About a year ago, I spent a week in San Diego painting with my friend Wade Koniakowsky and wrapped it up with a show in his gallery. It was a hot week, and sometimes challenging to find the motivation. This was at the end of a long day in the bright sun as the afternoon finally started it’s turn into evening. The tide was high, and a largish swell was running with just two surfers out front getting pummeled for our entertainment.
I set up just up the road from Wade to paint this little bend in the cliff capped off by a scraggly stump of a windblown cypress hanging on for dear life- probably in a tree’s version of a comatose state dreaming of a life in Big Sur.

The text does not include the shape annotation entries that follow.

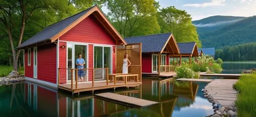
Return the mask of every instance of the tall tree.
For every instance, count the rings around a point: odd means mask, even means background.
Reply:
[[[172,33],[178,42],[195,41],[201,46],[197,28],[192,24],[190,15],[175,7],[162,8],[158,12],[158,22],[161,33]]]
[[[159,32],[156,16],[158,3],[154,0],[105,1],[105,6],[110,11],[108,17],[124,37]]]

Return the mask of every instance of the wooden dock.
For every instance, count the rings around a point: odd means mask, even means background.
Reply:
[[[198,81],[198,82],[209,82],[213,80],[214,79],[194,79],[194,78],[179,78],[176,79],[177,81]]]
[[[95,95],[96,96],[98,96],[101,98],[106,99],[107,100],[111,100],[114,101],[140,107],[148,106],[158,103],[157,102],[141,99],[139,98],[134,98],[111,93],[101,93],[95,94]]]
[[[200,76],[240,77],[241,74],[201,74]]]

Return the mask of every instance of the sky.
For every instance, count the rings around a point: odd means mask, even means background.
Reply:
[[[174,6],[190,14],[192,20],[215,15],[256,15],[256,0],[156,0],[161,8]],[[107,12],[106,8],[102,8]]]

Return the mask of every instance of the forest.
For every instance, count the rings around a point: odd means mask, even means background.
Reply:
[[[94,5],[104,13],[123,37],[172,32],[178,42],[196,41],[196,27],[185,11],[162,8],[154,0],[0,0],[0,65],[22,66],[15,48],[49,25]]]
[[[216,51],[215,57],[224,61],[256,61],[256,42],[225,46]]]

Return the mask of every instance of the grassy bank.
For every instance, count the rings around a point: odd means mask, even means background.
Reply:
[[[12,66],[0,66],[0,77],[7,76],[12,71]],[[18,69],[19,74],[24,74],[23,67]]]
[[[238,116],[254,116],[256,113],[256,73],[243,75],[234,84],[239,91],[236,105]]]

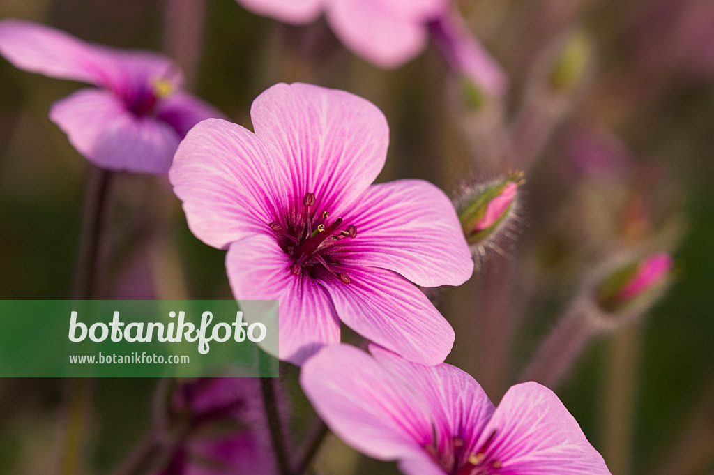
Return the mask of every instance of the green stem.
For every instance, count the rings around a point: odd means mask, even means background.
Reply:
[[[280,414],[278,413],[273,378],[261,378],[261,388],[263,391],[263,402],[265,406],[266,416],[268,419],[268,426],[270,429],[270,435],[273,441],[273,449],[275,450],[278,468],[281,475],[291,475],[290,461],[288,459],[288,452],[285,448],[285,439],[283,436],[283,426],[280,421]]]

A group of guys walked by, tattoos, wife-beaters, socks pulled high, beanies even though it was still fairly hot out. They were stoked on the painting. Well not so much the painting itself I reckon, they seemed to me like the sort of crew that doesn’t encounter plein air painters too often, so I think they were just stoked to see a real life hipster version of Bob Ross doing his thing out on a cliff in the wind. They were so jazzed they gave me a cold beer out of the paper sack one of them carried. Heroes.
A short while later, Wade was finished up with his painting and he walked over with his wife and a friend who had brought more beer, and… this is key… wait for it… Chips and salsa. Oh my. I don’t even care how this painting turns out anymore, this might just be as good as it gets right here right now.